Real estate finance fintech applies technology to property investment, mortgage lending, and property-backed financing. Property is the largest asset class for most European households and a significant investment category for institutions, but buying, financing, and investing in property has remained notably analogue compared to other financial activities. The category has developed across two primary segments: mortgage technology (digitising home loan applications and approval) and property investment platforms (enabling retail investors to participate in real estate through crowdfunding and loan origination platforms). The European Crowdfunding Service Provider Regulation standardises investor protection requirements for property crowdfunding across EU member states.
RegTech — regulatory technology — is the category of software and services that helps financial institutions and regulated businesses manage compliance more efficiently. The compliance burden on European financial services has grown substantially: GDPR, PSD2, PSD3, MiCA, DORA, EMIR, MiFID II, AMLD6, and a continuous stream of EBA guidelines have created regulatory complexity that legacy compliance processes struggle to keep pace with. RegTech companies address this by automating compliance workflows — transaction monitoring, regulatory reporting, risk assessment, audit trails, and policy management — that would otherwise require large manual compliance teams.

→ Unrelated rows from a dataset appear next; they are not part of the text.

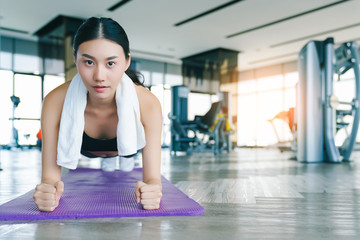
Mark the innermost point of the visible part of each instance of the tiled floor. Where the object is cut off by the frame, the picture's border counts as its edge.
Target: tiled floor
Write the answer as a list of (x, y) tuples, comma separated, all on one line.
[(248, 194)]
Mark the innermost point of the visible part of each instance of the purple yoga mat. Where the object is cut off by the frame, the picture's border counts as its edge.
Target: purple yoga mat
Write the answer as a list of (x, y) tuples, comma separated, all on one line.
[(92, 193)]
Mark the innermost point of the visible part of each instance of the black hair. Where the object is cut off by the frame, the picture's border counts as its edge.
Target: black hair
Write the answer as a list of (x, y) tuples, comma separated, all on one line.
[(105, 28)]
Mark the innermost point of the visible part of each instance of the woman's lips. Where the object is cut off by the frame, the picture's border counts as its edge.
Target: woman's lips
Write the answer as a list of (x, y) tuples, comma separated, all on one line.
[(100, 89)]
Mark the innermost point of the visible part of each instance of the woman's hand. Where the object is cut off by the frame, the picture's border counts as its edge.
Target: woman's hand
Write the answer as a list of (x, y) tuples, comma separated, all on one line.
[(149, 195), (47, 196)]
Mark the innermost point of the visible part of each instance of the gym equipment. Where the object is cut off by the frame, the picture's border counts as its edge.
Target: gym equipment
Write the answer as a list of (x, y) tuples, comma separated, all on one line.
[(92, 193), (203, 134), (318, 120)]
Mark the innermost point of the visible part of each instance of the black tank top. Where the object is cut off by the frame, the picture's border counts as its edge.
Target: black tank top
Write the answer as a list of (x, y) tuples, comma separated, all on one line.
[(90, 144)]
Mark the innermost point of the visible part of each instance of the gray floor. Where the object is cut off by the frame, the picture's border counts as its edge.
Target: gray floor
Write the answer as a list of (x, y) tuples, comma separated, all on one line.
[(248, 194)]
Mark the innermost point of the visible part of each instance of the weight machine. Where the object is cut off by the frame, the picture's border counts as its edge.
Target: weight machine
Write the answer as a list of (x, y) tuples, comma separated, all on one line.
[(318, 116)]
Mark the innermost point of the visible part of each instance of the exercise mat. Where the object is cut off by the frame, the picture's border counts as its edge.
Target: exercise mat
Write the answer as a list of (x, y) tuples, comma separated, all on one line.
[(93, 193)]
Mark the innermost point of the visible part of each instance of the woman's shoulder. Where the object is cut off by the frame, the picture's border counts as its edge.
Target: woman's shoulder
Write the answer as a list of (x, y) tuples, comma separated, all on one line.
[(146, 97), (149, 103), (54, 100)]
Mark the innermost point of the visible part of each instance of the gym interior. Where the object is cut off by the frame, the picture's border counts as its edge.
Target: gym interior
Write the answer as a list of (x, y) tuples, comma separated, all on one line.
[(260, 111)]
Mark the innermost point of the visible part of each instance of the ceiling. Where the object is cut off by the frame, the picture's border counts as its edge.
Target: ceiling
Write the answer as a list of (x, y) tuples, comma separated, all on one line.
[(264, 32)]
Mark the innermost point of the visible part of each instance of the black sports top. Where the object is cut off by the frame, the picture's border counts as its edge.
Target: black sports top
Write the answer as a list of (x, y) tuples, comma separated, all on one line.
[(91, 145)]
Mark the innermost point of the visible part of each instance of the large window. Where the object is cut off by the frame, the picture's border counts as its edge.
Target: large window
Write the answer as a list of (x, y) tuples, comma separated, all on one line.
[(6, 106), (259, 102)]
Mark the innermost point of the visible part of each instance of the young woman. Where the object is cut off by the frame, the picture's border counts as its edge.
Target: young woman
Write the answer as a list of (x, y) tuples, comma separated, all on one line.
[(102, 56)]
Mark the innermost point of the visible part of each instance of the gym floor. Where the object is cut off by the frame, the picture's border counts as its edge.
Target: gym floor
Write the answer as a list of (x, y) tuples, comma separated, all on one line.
[(247, 194)]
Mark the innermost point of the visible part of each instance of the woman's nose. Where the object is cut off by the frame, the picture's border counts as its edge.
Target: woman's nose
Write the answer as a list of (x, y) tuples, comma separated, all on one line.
[(99, 74)]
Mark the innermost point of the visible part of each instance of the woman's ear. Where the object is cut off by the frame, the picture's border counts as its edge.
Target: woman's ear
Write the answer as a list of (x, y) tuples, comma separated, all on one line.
[(128, 62)]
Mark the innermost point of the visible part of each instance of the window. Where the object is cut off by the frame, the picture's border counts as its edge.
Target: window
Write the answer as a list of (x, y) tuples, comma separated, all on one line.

SME Finance fintech provides financial products and services specifically designed for small and medium-sized enterprises — the segment most underserved by traditional banks. Products include business lending, expense management, invoice factoring, and digital business accounts. Fintech companies in this space use accounting data, transaction history, and open banking feeds to serve businesses that traditional banks decline, with faster decisions and less documentation.
Treasury management fintech serves the financial operations teams of mid-market and large companies — treasury departments responsible for cash management, liquidity planning, foreign exchange risk, short-term investments, and movement of funds across corporate bank accounts. Treasury technology helps teams move from spreadsheet-based cash management to real-time, automated, data-driven financial operations. Growing companies with complex multi-bank, multi-currency cash positions have been the primary addressable market — historically underserved by both the enterprise TMS vendors (too expensive) and standard business banking tools (too limited).
Wealth management fintech has democratised access to investment products and financial planning tools previously only available to high-net-worth individuals or through human advisers. The result is a category of platforms that allow anyone with a few hundred euros to build a diversified investment portfolio, access ETF investing, manage a pension, or use sophisticated financial planning tools. Fee compression has been the defining commercial theme: traditional wealth management charged 1-2% annually plus transaction fees, while robo-advisors and digital investment platforms typically charge 0.15-0.75% annually with no transaction costs — a difference that compounds significantly over long investment horizons.